Amazon CloudFront Announces Support for Cookies and Price Classes

Posted on: Sep 4, 2012

We are very excited to announce three new features for Amazon CloudFront, the easy-to-use content delivery service that enables you to deliver static, dynamic and streaming content.

First, Amazon CloudFront now supports delivery of dynamic content that is customized or personalized using HTTP cookies. To use this feature, you specify whether you want Amazon CloudFront to forward some or all of your cookies to your custom origin server. Amazon CloudFront then considers the forwarded cookie values when identifying a unique object in its cache. This way, your end users get both the benefit of content that is personalized just for them with a cookie and the performance benefits of Amazon CloudFront.

Second, starting today you have a new option to lower the prices you pay to deliver content out of Amazon CloudFront. By default, Amazon CloudFront minimizes end user latency by delivering content from its entire global network of edge locations.
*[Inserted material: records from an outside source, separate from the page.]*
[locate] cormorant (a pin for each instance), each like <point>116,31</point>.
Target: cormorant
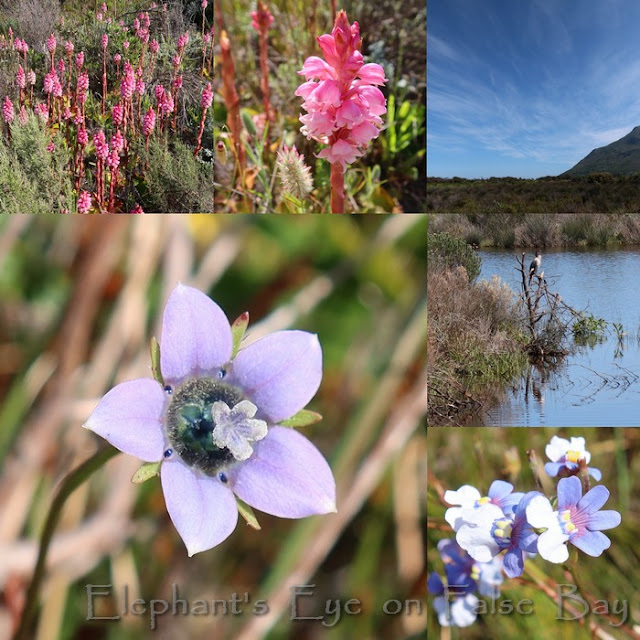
<point>535,265</point>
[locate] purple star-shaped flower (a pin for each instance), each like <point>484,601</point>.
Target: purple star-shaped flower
<point>578,520</point>
<point>214,425</point>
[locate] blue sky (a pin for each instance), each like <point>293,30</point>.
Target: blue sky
<point>527,88</point>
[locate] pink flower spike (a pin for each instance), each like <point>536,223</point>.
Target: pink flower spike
<point>207,96</point>
<point>7,110</point>
<point>149,122</point>
<point>84,202</point>
<point>21,79</point>
<point>342,152</point>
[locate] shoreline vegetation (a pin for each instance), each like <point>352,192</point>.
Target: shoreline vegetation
<point>478,336</point>
<point>594,193</point>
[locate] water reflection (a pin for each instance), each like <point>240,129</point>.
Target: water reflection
<point>599,383</point>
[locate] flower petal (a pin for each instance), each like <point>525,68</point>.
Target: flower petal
<point>130,418</point>
<point>280,373</point>
<point>594,499</point>
<point>196,335</point>
<point>603,520</point>
<point>569,492</point>
<point>286,476</point>
<point>593,543</point>
<point>513,563</point>
<point>552,547</point>
<point>202,509</point>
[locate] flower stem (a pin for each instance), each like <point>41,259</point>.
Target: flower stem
<point>337,188</point>
<point>69,484</point>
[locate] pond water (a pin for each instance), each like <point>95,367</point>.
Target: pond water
<point>595,386</point>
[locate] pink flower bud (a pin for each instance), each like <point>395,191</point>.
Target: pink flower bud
<point>117,114</point>
<point>7,110</point>
<point>42,111</point>
<point>167,104</point>
<point>84,202</point>
<point>207,97</point>
<point>117,142</point>
<point>100,142</point>
<point>149,122</point>
<point>183,40</point>
<point>341,95</point>
<point>21,79</point>
<point>128,85</point>
<point>113,160</point>
<point>83,137</point>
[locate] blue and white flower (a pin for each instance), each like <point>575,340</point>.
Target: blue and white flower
<point>487,531</point>
<point>469,498</point>
<point>578,519</point>
<point>565,456</point>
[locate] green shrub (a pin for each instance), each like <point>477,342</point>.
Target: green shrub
<point>176,181</point>
<point>445,251</point>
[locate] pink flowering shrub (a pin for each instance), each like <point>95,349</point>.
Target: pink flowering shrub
<point>341,95</point>
<point>93,96</point>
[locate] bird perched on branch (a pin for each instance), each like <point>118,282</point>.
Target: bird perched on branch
<point>535,265</point>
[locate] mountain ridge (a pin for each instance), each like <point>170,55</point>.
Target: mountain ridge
<point>621,157</point>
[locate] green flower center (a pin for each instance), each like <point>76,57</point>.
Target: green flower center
<point>211,425</point>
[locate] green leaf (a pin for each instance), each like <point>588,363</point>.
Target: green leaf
<point>302,419</point>
<point>155,361</point>
<point>247,513</point>
<point>238,329</point>
<point>146,471</point>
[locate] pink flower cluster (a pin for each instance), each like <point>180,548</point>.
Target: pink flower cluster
<point>341,95</point>
<point>84,202</point>
<point>149,122</point>
<point>207,96</point>
<point>7,110</point>
<point>21,79</point>
<point>100,142</point>
<point>52,84</point>
<point>20,46</point>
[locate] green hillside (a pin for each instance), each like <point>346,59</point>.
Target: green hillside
<point>621,157</point>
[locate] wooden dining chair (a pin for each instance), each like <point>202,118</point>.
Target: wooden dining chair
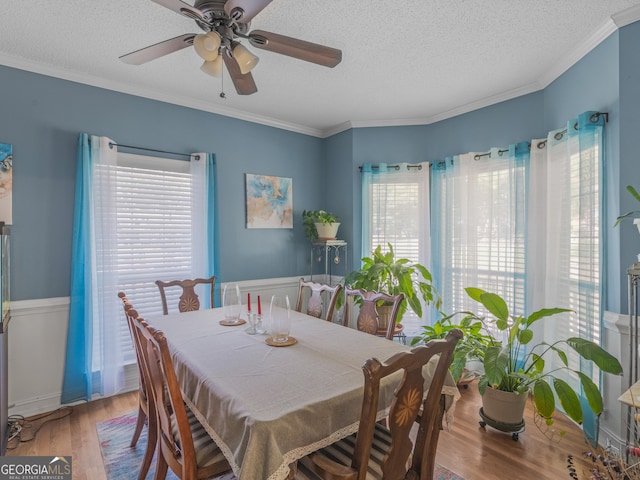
<point>317,293</point>
<point>189,300</point>
<point>146,410</point>
<point>367,320</point>
<point>381,453</point>
<point>183,443</point>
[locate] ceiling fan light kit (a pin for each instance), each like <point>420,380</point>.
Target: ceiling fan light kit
<point>246,60</point>
<point>207,45</point>
<point>213,68</point>
<point>224,23</point>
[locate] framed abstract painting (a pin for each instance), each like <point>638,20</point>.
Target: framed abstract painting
<point>269,201</point>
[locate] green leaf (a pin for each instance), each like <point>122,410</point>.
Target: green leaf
<point>538,363</point>
<point>416,306</point>
<point>525,336</point>
<point>633,192</point>
<point>457,365</point>
<point>543,398</point>
<point>592,393</point>
<point>568,399</point>
<point>424,272</point>
<point>561,353</point>
<point>482,384</point>
<point>496,362</point>
<point>496,305</point>
<point>590,351</point>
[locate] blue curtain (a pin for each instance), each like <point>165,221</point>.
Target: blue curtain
<point>213,233</point>
<point>77,383</point>
<point>368,178</point>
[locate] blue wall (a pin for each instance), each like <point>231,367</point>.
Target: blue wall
<point>42,117</point>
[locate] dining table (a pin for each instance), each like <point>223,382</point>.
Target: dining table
<point>268,406</point>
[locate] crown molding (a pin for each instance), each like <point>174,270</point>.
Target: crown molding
<point>626,17</point>
<point>616,21</point>
<point>460,110</point>
<point>72,76</point>
<point>572,57</point>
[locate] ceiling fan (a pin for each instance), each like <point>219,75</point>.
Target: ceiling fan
<point>225,23</point>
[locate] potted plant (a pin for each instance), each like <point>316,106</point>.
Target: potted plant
<point>320,224</point>
<point>382,272</point>
<point>513,372</point>
<point>470,348</point>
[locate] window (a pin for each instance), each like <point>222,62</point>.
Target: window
<point>396,210</point>
<point>479,227</point>
<point>154,237</point>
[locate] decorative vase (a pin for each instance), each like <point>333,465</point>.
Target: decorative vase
<point>327,231</point>
<point>505,408</point>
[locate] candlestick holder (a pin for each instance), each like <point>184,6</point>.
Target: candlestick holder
<point>258,325</point>
<point>251,320</point>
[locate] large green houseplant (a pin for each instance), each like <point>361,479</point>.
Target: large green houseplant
<point>512,364</point>
<point>382,272</point>
<point>471,347</point>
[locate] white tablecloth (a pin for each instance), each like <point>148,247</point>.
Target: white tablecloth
<point>265,406</point>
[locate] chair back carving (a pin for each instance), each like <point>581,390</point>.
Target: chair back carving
<point>367,320</point>
<point>403,459</point>
<point>317,293</point>
<point>189,300</point>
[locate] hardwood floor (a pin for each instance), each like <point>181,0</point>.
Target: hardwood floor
<point>470,451</point>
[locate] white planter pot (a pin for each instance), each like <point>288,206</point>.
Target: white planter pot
<point>327,231</point>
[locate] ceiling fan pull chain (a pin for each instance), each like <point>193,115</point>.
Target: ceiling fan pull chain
<point>222,94</point>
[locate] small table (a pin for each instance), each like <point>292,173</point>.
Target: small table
<point>266,407</point>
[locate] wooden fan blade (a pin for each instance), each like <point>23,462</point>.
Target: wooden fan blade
<point>244,10</point>
<point>292,47</point>
<point>158,50</point>
<point>183,9</point>
<point>242,81</point>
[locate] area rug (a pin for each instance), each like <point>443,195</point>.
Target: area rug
<point>122,462</point>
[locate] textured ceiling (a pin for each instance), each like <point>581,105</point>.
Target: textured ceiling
<point>408,62</point>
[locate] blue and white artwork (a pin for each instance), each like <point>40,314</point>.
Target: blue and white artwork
<point>6,182</point>
<point>269,201</point>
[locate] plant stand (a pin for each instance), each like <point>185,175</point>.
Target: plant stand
<point>329,253</point>
<point>514,428</point>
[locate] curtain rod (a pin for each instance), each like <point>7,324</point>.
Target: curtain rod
<point>188,155</point>
<point>395,167</point>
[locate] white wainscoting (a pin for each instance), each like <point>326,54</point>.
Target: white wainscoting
<point>37,345</point>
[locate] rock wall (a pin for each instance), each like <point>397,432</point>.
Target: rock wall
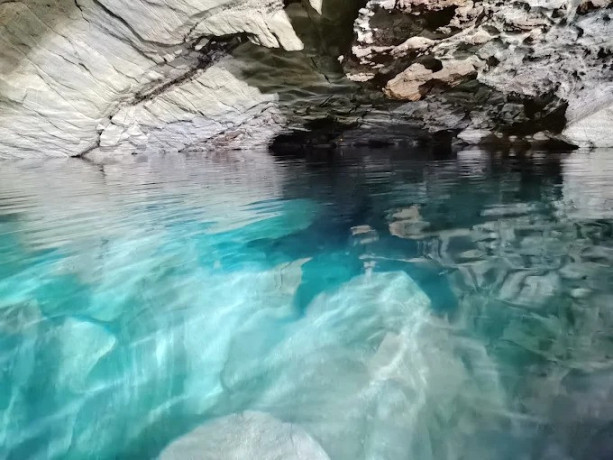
<point>516,67</point>
<point>97,76</point>
<point>76,74</point>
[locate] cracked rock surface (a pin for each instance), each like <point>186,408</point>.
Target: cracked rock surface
<point>516,67</point>
<point>105,77</point>
<point>78,74</point>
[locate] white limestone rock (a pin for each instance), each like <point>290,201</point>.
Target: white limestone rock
<point>538,65</point>
<point>247,435</point>
<point>65,70</point>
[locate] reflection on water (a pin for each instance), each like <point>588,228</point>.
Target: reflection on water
<point>381,304</point>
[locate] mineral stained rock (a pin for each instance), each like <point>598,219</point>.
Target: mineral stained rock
<point>79,77</point>
<point>518,67</point>
<point>76,74</point>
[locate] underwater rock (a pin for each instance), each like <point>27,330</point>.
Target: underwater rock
<point>250,434</point>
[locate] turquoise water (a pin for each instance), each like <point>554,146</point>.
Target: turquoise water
<point>377,304</point>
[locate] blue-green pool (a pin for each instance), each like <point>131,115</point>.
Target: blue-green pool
<point>379,304</point>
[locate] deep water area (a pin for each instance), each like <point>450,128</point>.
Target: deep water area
<point>377,303</point>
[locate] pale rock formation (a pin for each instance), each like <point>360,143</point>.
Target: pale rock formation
<point>67,68</point>
<point>518,67</point>
<point>245,435</point>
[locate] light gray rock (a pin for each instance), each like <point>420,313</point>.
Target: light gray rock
<point>70,71</point>
<point>519,67</point>
<point>255,435</point>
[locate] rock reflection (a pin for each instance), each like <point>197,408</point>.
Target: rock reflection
<point>381,303</point>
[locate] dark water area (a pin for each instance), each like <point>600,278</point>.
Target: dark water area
<point>385,303</point>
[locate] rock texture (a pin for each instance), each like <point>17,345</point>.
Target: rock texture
<point>79,77</point>
<point>517,67</point>
<point>78,74</point>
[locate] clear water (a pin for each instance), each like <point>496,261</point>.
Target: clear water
<point>388,304</point>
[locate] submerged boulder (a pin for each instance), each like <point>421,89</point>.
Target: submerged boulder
<point>245,435</point>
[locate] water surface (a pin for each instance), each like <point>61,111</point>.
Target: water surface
<point>390,304</point>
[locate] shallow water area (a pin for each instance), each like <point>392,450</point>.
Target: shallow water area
<point>371,304</point>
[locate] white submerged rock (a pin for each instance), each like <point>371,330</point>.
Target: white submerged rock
<point>247,435</point>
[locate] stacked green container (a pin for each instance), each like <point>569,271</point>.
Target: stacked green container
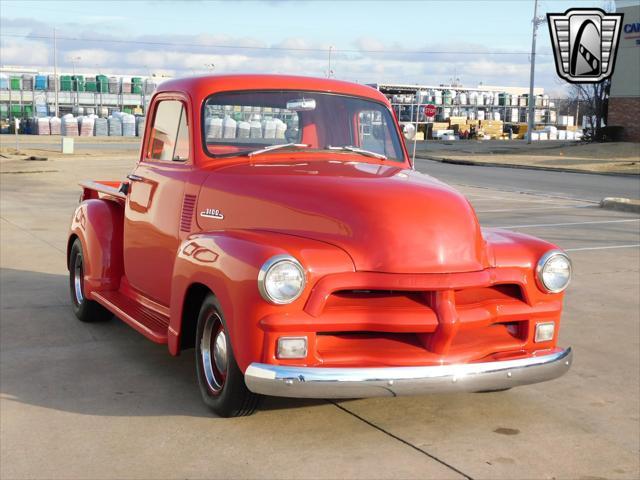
<point>65,83</point>
<point>136,85</point>
<point>90,84</point>
<point>102,83</point>
<point>16,83</point>
<point>78,83</point>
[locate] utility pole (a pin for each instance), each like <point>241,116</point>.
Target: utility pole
<point>74,82</point>
<point>532,102</point>
<point>55,71</point>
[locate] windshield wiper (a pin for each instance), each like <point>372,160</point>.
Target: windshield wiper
<point>277,147</point>
<point>359,150</point>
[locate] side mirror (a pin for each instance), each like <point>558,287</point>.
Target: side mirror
<point>409,131</point>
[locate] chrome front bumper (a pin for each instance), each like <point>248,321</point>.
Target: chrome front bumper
<point>318,382</point>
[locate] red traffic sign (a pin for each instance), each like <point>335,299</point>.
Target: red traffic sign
<point>430,110</point>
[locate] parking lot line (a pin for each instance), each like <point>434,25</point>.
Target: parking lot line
<point>570,223</point>
<point>557,207</point>
<point>606,247</point>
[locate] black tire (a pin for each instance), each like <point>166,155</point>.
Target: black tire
<point>86,310</point>
<point>220,380</point>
However, because we charge more where our costs are higher, this means that you pay more to deliver your content with low latency to end-users in some locations. While this is the right choice for most Amazon CloudFront customers, we heard that for some use cases cost is a more important concern than latency. So, starting today we’re giving you the option to exclude the more expensive Amazon CloudFront locations from your distributions.

By default, nothing changes: your existing distributions will continue to use the entire network of edge locations. However, if you wish, you can use the AWS Management Console or the Amazon CloudFront API to specify whether you want to deliver content only through a subset of edge locations (we call each subset a price class) where our prices are lower. Note, if you select a price class that does not include all locations, you’ll pay less, but your end users who would normally be served by the locations you exclude will experience higher latency than if your content was being served from all Amazon CloudFront locations.

Finally, we have added three new fields to your Amazon CloudFront access logs:

  • The result type of each HTTP(s) request (for example, cache hit/miss/error).
  • The cookie header in the request (if any). Logging of this field is optional.
  • The value of X-Amz-Cf-Id for that request. This is an encrypted string that uniquely identifies a request to help AWS troubleshoot/debug any issues.